The unemployment rate rose to 6.2% from 6.1%, the Labor
Department said Friday, as 329,000 Americans, including many who had given up
their job searches, surged back into the labor force. Economists had estimated
that 238,000 jobs were created last month. Although July's gains fell short of
estimates and average monthly job growth of nearly 230,000 so far this year, it
marked the sixth straight month of 200,000-plus employment increases — the
longest such stretch since 1997.
Businesses added 198,000 jobs, led by professional and
business services, manufacturing, retail and construction. Federal, state and
local governments added 11,000. Job gains for May and June were revised up by a
total 15,000. May's was revised to 229,000 from 224,000 and June's to 298,000
Economists expect continued solid job growth the rest of the
year, though many companies remain cautious because of overseas political
turmoil and concerns about the new health care law. In July, professional and
business services led the job gains, with 47,000. Manufacturers added 28,000;
retailers, 27,000; construction, 22,000; and leisure and hospitality, 21,000.
Healthy payroll advances in manufacturing and construction —
middle-income sectors that each lost about 2 million jobs in the recession —
are encouraging signs. Some other labor market indicators were mixed. The
number of Americans out of work at least six months rose by 74,000 to 3.2
million. The long-term unemployed still make up 33% of all the jobless.

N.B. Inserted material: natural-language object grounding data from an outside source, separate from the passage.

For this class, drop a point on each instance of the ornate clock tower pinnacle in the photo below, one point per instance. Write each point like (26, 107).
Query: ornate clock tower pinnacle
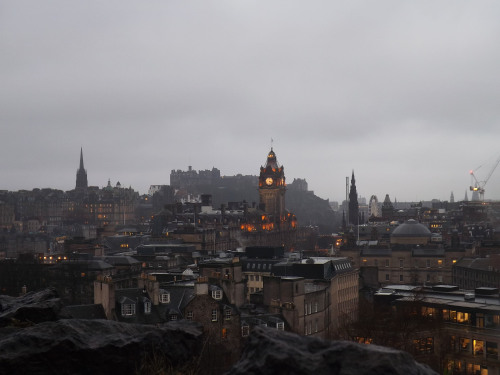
(272, 188)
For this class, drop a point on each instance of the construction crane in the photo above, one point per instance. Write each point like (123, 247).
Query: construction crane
(477, 185)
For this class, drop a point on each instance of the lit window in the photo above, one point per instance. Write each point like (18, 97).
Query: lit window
(245, 330)
(464, 344)
(217, 294)
(478, 347)
(491, 350)
(165, 297)
(128, 309)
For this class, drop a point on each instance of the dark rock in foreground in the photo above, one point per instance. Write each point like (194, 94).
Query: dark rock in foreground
(272, 352)
(77, 346)
(31, 308)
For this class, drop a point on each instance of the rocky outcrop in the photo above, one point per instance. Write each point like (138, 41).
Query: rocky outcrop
(269, 351)
(76, 346)
(31, 308)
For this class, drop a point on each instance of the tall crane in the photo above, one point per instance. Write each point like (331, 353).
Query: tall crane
(477, 185)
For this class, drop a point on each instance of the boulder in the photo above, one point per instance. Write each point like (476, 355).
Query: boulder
(78, 346)
(269, 351)
(30, 308)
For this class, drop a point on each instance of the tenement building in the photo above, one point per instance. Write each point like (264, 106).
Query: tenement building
(316, 296)
(461, 330)
(410, 258)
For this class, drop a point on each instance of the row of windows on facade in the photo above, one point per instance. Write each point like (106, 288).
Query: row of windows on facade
(254, 278)
(461, 366)
(265, 266)
(480, 320)
(480, 348)
(428, 263)
(427, 278)
(129, 309)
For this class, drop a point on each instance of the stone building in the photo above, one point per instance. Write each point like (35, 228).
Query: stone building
(315, 297)
(410, 258)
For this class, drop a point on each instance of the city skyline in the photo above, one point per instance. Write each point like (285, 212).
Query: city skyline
(403, 94)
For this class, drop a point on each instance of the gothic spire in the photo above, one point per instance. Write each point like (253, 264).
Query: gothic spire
(81, 174)
(81, 159)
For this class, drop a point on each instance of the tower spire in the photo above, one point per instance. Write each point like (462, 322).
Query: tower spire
(81, 174)
(81, 158)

Over the past year, wages have risen 2%, in line with the
modest increases so far in the five-year-old recovery. Economists expect pay
hikes to pick up in the second half of the year, with industries such as
leisure and hospitality and construction already showing a pickup.
A positive sign is
that most of July's job gains went to full-time workers, partly reversing huge
advances by part-time workers at the expense of full-time employees in June. The
government said the economy grew at a better-than-expected 4% annual pace in
the second quarter and revised its estimate of the first-quarter's contraction
to 2.1% from 2.9%. A strengthening economy is expected to support further job
growth. Rapid employment gains have bolstered consumer confidence, which hit a
seven-year high in July.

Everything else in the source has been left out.